EDIT 2011/1/3: One the answer-threads hints that "documentation" (presumably textual, in particular not-formal) might be adequate. I guess I should clarify that I don't believe this. CASE tools appeared on the scene starting in the 80s, but the early tools mostly just captured pixels for the diagrams of whatever you drew; while the tools were arguablly commercially successful, they really weren't very helpful. A key insight was, that if the additional "design" artifacts are not formally interpretable, you can't get any serious tool help. I believe the same insight applies to any long-term useful form of design capture: if it hasn't got a formal structure, it won't be of any real use. Text documents pretty much fail this test.

Agreed on UML - a communication tool at best, contributing to the design description, but not in itself being the design.
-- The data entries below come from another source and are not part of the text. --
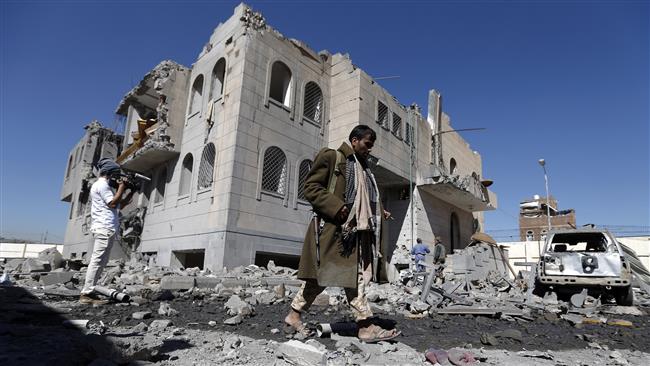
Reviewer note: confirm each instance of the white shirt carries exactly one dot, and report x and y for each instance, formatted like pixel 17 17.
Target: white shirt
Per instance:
pixel 103 216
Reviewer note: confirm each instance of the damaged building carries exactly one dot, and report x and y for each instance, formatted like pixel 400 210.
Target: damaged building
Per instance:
pixel 534 218
pixel 228 143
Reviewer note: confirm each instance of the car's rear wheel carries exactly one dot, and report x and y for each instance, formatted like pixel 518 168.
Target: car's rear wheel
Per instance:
pixel 625 296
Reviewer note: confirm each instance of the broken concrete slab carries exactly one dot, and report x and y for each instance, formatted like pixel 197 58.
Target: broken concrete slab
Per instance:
pixel 207 282
pixel 174 283
pixel 53 278
pixel 166 310
pixel 76 323
pixel 578 300
pixel 574 319
pixel 237 319
pixel 139 315
pixel 52 256
pixel 235 305
pixel 31 265
pixel 298 353
pixel 160 324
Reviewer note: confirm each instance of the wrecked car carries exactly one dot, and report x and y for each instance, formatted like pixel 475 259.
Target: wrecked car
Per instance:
pixel 584 258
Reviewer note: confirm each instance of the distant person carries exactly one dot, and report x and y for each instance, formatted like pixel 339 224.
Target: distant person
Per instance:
pixel 419 251
pixel 105 223
pixel 439 252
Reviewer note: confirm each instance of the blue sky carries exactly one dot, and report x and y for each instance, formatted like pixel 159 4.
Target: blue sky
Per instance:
pixel 567 81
At worst, though, UML is graphical source code. — , Dec 31 '10 at 13:13
When I build systems, I have meet a lot of "nonfunctional" requirements: coded in *this* language, uses *that* database, handles 1E10 records in with 100mS average response time, ... You can't leave these out of the specification. (Without nonfunctional requirements a forever-loop is an adequeate program for any functional spec). My whole point about "design" capture is to handle another nonfunctional requirement: "maintainable". — Ira Baxter, Dec 31 '10 at 16:49
Your discussion look interesting but I'm not still not sure what the question is exactly about. Do you think you could try to give something like a concrete example or something to clarify what you are interested in exactly. I'm thinking about something like the FFT example where you could give the full picture of the 4 bullet points in your question like you see them and maybe what kind of things you would like to do with the results once captured. — n1ckp, Jan 03 '11 at 00:27
I’ve no idea on the whys of this issue, but it’s the subject of [Fred Brooks’ ‘The Design of Design’](http://www.amazon.co.uk/Design-Essays-Computer-Scientist/dp/0201362988). (Apologies if you’re already familiar.) He discusses examples from programming and architecture. He particularly notes that capturing rationales (for both the design, and rejected alternate designs) is really useful, and not well-served by current tools. — Paul D. Waite, Feb 13 '12 at 08:42

score 9 · Answer 1 · answered Dec 31 '10 at 14:08

9

I think there are several reasons why we still aren't good at this.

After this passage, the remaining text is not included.